Entrevista a un médico forense
Nos citamos con Pedro Ramírez, experimentado médico forense que goza de un gran prestigio no sólo nacional, sino también internacional.
P.- Hola Pedro, qué tal.
R.- Muy bien gracias.
P.- Para empezar, explíquenos un poco su profesión.
R.- La medicina forense es una contradicción de términos ¿sabes? Porque, cómo le vas a dar una medicina a un muerto. Si ya está muerto ¿entiendes?
P.- Creo que sí...
R. Pues bien, como es imposible ya curarlos, tratamos de averiguar por qué han muerto. Los abrimos e inspeccionamos bien adentro. ¡Como a mi mujer! ¡Jajajaja! La única diferencia entre un muerto y mi mujer es que mi mujer después se toma un cigarrito.
P.- Supongo que será difícil sobrellevar tantas muertes e intentar llevar una vida normal, ¿no?
R.- Qué va. Si lo jodido, con perdón, es que se mueran. A mí como me vienen ya cadáveres pues si me voy un poquito con el bisturí... ¿quién se va a quejar? ¿el muerto? ¡Cómo se va a quejar un muerto! Sólo me pasó eso una vez y tuve que atizarle un par de veces para que se callara.
P.- ¿Tiene familia?
R.- Sí, una mujer y tres hijos.
P.- ¿Y qué opinan de su trabajo? ¿Les gusta?
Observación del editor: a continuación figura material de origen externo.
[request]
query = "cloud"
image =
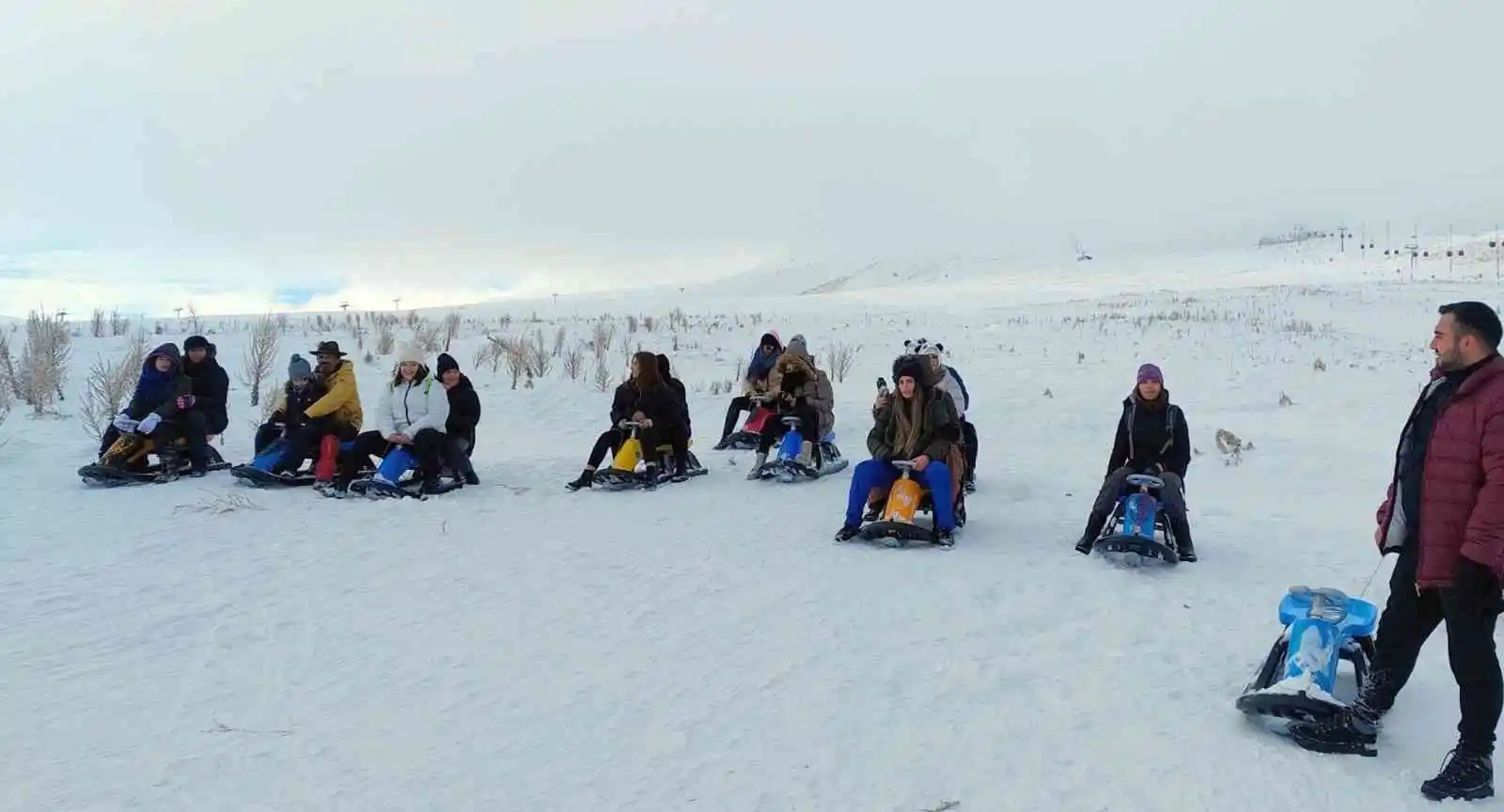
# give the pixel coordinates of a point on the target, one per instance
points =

R.- Ahora ya no dicen nada. Antes sí se quejaban.
P.- ¿Por qué?
R.- Porque me llevaba el trabajo a casa y esas cosas.
P.- ¿Qué hacía usted qué?
R.- Sí, ya sé que suena raro, horas extra. Hay gente que las hace.
P.- ¿Qué es lo más difícil de su trabajo?
R.- (Piensa) Ponerse los guantes de goma... siempre se te queda un dedo fuera o te los tienes que apretartelos bien porque no quieren entrar. Yo últimamente prefiero los guantes de toda la vida, los de lana.
P.- Pero ¿eso es legal?
R.- Ya lo sé ya, esos guantes de goma deberían ser ilegales. Lo bueno es que cuando acabo de usarlos en vez de tirarlos a la basura y de haber hurgado por el sujeto pueden inflarse y regalárselos a tus hijos. Les gusta mucho.
Me voy a vomitar y vuelvo. Él sigue en la misma postura, impasible, me mira extrañado.
R.- ¿Seguimos?
P.- Sí, sí.
R.- Pregunte.
P.- Para ir terminando ya. ¿Alguna muerte ha quedado sin explicación?
R.- Continuamente, pero yo las suelo llamar "muertes naturales". Aunque hay veces que no cuela. Hubo un hombre que vino degollado y no sabíamos muy bien cómo fue, así que intentamos explicarles a la familia que llega un momento en la vida de todo hombre en el que se le cae la cabeza. Trataron de degollarnos a nosotros así que dedujimos que los culpables eran ellos y los denunciamos a la policía.
P.- Ha... ha sido un placer...
R.- Lo mismo digo.
P.- A...adiós, señor Pedro Ramírez.
R.- Cuídese, y sino, ya nos veremos.